This post contains some of the different ways that I have used to create a bread dough.
My starter was "born" in a Zingerman's bread baking class in Ann Arbor on January 30, 2010, and it has been "raised" in Toledo, Ohio since.
The starter began as 100 percent all-purpose flour, but within the first year or so, it became 100 percent white whole flour.
My recipe for refreshing my starter once a week:
- 200 g King Arthur white whole wheat flour
- 130 g of water in the summer or 140 g of water in the winter
- 110 to 120 g of last week's starter
The chilly, dry air in our house in the winter requires a bit more water when working the dough.
- add water to bowl
- tear pieces of last week's starter and add to bowl of water
- mix starter in water for 60 seconds
- mix flour into water
- dump mixture onto counter
- knead for six minutes
- place dough into lightly oiled bowl and cover
- ferment at room temp for at least 8 hours in chilly house in the winter with temps in the low 60s, and 5 to 6 hours in the summer with house temps 75 to 80 degrees or warmer
I normally make a 100 percent whole grain bread that consists of my 100 percent white whole wheat flour starter and a flour ratio of 70 percent white whole wheat and 30 percent spelt.
The first recipe below is for my "light" bread version, which still consists of my 100 percent white whole wheat flour starter, but a flour combo comprised of 50 percent white whole wheat and 50 percent all-purpose flours.
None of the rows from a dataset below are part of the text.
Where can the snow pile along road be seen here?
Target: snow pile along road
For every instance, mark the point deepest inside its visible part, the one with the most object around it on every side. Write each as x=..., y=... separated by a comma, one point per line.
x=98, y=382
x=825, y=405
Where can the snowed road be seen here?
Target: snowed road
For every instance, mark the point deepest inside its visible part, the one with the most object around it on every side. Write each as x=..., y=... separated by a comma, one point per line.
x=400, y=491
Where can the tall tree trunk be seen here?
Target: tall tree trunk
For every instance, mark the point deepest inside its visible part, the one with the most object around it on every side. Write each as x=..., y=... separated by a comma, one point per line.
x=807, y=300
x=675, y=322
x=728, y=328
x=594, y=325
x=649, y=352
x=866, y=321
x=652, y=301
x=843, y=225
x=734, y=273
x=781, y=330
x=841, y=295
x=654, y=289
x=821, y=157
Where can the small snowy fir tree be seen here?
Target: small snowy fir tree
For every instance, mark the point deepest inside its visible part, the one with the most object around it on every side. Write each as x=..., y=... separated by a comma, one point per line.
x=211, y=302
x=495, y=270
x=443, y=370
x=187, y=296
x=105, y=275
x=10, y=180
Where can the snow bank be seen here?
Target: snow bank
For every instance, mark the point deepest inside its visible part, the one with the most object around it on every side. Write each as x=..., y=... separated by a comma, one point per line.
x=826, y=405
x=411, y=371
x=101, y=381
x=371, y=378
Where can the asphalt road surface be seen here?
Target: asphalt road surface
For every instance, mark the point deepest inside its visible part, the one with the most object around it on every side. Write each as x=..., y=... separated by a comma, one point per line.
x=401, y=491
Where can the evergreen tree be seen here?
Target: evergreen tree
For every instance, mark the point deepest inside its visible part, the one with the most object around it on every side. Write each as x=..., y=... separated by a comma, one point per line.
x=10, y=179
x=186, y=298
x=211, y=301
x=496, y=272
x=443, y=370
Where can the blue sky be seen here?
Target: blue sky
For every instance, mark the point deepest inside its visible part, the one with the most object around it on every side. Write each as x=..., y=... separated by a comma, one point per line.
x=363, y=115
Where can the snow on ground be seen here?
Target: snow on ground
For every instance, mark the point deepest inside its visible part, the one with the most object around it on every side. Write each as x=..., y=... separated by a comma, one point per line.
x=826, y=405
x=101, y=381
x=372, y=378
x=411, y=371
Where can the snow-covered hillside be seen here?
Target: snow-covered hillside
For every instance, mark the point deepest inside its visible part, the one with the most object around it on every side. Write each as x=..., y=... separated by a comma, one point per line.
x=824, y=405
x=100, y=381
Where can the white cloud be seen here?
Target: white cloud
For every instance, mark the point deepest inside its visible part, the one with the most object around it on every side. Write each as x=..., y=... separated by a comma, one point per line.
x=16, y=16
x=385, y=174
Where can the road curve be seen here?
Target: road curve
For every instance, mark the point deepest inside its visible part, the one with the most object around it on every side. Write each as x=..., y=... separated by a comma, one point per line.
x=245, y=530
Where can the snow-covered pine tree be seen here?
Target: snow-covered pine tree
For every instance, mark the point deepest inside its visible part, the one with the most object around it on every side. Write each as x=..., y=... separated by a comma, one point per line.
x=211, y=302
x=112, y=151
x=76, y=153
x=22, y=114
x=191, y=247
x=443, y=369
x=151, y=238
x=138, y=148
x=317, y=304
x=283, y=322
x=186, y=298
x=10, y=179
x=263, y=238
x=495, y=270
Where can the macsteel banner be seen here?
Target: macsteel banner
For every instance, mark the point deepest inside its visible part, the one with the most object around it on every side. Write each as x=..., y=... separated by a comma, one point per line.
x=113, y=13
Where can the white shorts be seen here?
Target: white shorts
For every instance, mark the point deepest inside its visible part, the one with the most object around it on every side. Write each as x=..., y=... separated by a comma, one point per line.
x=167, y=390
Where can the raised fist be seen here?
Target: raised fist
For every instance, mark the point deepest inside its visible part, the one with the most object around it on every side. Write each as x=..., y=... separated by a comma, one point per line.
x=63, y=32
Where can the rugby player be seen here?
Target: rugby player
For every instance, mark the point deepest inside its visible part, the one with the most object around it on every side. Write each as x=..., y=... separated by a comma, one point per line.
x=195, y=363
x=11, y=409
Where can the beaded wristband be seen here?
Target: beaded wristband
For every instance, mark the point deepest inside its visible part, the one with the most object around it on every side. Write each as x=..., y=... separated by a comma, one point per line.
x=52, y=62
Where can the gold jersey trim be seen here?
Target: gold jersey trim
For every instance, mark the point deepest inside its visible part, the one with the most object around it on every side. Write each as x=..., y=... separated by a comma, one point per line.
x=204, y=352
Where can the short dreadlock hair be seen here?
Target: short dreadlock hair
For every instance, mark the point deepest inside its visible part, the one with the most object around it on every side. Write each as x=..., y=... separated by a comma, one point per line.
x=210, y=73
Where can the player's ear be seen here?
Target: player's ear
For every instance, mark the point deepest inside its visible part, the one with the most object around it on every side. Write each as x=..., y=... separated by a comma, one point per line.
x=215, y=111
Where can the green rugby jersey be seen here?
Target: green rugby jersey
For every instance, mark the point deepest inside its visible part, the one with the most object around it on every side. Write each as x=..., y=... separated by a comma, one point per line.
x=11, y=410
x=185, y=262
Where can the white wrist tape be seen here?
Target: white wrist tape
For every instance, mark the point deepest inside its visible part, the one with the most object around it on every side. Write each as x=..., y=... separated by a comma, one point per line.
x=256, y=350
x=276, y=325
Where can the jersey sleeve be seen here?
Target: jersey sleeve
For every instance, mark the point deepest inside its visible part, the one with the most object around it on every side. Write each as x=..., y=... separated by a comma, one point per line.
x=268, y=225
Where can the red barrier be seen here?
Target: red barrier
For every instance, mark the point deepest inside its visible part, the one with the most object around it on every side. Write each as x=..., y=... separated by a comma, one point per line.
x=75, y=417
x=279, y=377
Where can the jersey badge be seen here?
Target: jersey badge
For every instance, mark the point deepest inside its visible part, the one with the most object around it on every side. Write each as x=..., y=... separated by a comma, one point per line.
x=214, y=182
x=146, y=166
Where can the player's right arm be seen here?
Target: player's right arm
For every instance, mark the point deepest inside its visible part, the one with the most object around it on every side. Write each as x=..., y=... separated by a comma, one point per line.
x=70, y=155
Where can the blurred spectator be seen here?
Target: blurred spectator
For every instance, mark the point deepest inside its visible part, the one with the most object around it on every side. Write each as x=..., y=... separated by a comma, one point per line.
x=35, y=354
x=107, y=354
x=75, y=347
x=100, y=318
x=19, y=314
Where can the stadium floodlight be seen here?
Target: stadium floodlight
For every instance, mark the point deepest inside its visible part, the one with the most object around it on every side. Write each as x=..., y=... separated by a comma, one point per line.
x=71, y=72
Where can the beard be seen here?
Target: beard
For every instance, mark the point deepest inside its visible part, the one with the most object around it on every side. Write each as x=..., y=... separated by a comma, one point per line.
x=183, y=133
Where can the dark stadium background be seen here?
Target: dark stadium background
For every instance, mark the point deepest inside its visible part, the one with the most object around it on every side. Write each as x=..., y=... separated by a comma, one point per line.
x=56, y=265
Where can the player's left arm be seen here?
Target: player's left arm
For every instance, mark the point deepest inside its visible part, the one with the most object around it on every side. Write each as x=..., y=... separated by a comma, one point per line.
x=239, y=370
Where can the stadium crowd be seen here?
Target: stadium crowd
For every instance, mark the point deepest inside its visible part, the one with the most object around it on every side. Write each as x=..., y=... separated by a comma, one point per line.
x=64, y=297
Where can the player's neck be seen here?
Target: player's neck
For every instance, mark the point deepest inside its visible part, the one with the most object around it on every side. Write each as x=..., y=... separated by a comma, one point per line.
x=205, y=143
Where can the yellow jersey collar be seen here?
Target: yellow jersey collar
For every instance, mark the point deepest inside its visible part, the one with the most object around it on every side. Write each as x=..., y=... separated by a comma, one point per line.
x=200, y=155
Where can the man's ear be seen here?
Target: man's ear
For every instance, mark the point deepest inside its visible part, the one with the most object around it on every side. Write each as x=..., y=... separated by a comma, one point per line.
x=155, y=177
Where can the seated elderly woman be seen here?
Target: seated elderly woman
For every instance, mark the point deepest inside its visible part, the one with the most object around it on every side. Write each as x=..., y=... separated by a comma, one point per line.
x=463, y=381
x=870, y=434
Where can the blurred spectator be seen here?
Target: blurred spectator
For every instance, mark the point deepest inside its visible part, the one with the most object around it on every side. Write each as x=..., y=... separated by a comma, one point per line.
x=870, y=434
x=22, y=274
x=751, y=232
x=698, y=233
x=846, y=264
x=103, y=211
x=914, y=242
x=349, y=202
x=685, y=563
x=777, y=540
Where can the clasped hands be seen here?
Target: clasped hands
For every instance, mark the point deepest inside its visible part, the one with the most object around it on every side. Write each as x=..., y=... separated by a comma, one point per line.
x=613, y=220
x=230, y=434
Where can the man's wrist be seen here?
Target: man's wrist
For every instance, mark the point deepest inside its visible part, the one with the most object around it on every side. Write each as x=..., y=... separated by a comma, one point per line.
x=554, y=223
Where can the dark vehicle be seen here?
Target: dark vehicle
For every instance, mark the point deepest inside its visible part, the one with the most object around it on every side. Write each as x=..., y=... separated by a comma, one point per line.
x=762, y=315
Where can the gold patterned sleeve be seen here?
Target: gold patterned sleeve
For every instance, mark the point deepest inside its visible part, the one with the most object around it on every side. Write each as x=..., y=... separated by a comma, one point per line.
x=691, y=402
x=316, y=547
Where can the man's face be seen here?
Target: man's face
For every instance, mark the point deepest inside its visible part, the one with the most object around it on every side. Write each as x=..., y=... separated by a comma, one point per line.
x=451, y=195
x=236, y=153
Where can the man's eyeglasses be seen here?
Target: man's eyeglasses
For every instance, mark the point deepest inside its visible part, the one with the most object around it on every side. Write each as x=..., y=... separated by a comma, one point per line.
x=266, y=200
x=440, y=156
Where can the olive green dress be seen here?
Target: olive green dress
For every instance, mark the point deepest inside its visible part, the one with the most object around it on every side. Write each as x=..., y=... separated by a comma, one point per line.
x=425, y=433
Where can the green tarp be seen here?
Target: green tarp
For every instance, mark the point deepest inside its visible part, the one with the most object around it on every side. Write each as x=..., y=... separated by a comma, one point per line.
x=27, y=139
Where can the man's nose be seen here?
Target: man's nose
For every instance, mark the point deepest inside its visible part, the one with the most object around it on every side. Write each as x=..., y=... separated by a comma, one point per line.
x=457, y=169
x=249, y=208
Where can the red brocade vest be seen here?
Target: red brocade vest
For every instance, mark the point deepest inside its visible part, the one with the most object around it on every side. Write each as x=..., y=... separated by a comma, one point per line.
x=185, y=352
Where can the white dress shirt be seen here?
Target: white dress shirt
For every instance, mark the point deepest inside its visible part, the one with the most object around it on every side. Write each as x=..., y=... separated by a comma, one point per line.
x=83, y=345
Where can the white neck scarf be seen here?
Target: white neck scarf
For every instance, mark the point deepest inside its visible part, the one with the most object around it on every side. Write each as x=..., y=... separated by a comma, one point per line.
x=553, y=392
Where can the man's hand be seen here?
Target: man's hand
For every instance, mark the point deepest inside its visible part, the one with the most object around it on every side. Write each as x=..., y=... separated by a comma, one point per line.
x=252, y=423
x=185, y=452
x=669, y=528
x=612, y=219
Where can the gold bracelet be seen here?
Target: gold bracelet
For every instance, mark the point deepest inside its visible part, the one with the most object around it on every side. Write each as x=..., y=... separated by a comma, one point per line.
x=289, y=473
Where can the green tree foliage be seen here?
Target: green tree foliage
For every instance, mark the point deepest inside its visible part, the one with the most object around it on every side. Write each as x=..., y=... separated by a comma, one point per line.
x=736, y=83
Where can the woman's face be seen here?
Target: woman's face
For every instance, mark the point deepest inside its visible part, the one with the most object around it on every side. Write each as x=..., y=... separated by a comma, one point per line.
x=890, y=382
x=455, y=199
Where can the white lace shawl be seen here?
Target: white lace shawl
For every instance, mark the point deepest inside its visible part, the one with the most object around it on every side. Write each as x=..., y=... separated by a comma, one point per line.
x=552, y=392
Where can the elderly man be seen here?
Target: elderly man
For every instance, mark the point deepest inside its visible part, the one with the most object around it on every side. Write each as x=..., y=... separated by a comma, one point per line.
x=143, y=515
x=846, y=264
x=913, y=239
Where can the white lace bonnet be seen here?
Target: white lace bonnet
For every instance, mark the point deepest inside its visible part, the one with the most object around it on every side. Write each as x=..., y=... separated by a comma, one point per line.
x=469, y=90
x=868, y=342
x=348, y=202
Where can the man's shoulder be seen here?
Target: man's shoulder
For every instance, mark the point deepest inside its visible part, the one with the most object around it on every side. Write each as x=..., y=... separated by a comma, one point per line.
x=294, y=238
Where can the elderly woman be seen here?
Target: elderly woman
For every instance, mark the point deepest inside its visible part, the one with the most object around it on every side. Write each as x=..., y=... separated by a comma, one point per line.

This still produces a tasty bread with a bit softer crumb.
Half white whole wheat flour and half all-purpose flour.
includes baker percentages
- starter --(100% whole grain)-- - 176 g - 40%
- water --(room temp)-- - 352 g - 80%
- salt - 15 g - --(I've been using 12 g in 2014)--
- white whole wheat flour - 220 g
- all-purpose flour - 220 g
Another option is 60-40 ratio of ap flour vs www.
- all-purpose flour - 264 g
- white whole wheat - 176 g
- bowl one - mix water and starter
- bowl two - mix the two flours
- let salt sit on the sidelines for now
- add flour mix to the bowl with starter and water and mix/incorporate for 3 minutes or until a shaggy ball is produced
- dump dough onto counter and cover with bowl
- let dough rest (autolyse) for 30 minutes
- place dough back into bowl
- with wet hands, mix/incorporate the salt for 1 to 2 minutes, which can include some light kneading within the bowl and making a hook with one hand, placing hooked hand into dough, and turning bowl, so that dough twists around hand
- place dough into a lightly oiled bowl and cover.
- after 10 minutes, dump dough onto lightly oiled counter and complete a stretch and fold, which means patting out the dough a little and one at a time, grabbing each of the four sides and stretching it and folding it back onto itself.
- after the stretch and fold, place the bundled dough back into lightly oiled bowl and cover.
- after another 10 minute rest, complete the second stretch and fold like above, and then repeat this process two more times. 10 minute rest followed by a stretch and fold for a total of 4 s&fs.
- (optionally, increase the 10 minute rest between each s&f to 15 to 20 minutes.)
- after the fourth and final s&f, place dough into lightly oiled bowl, cover, and let ferment at room temp for 4 to 6 hours. (4.75 hours on August 9, 2013 with outside air and house temps in the mid to upper 70s, windows open and our two window AC units off)
- after fermenting, dump dough onto a lightly oiled counter
- Chad Robertson's instructions for folding, resting, and shaping dough after fermenting
- gently shape dough into a ball
- cover and allow dough to bench rest for 20 minutes
- pat dough out gently
- complete a stretch and fold with an additional fifth fold over being the one that tightens the dough into a bundle
- place dough seam side up into proofing basket and cover with plastic bag
- proof at room temp for 2 to 3 hours or as in my case, I proofed at room temp for 1 hour and then placed the plastic-covered basket of dough into the refrigerator where it proofed for 10 hours
- I proofed in an oval banneton basket that used a linen liner and white whole wheat flour dusted on the liner and on the dough before it was placed into basket
- place baking stone or dutch oven into oven. I place the stone near the bottom of the oven and the dutch oven in the middle of the oven.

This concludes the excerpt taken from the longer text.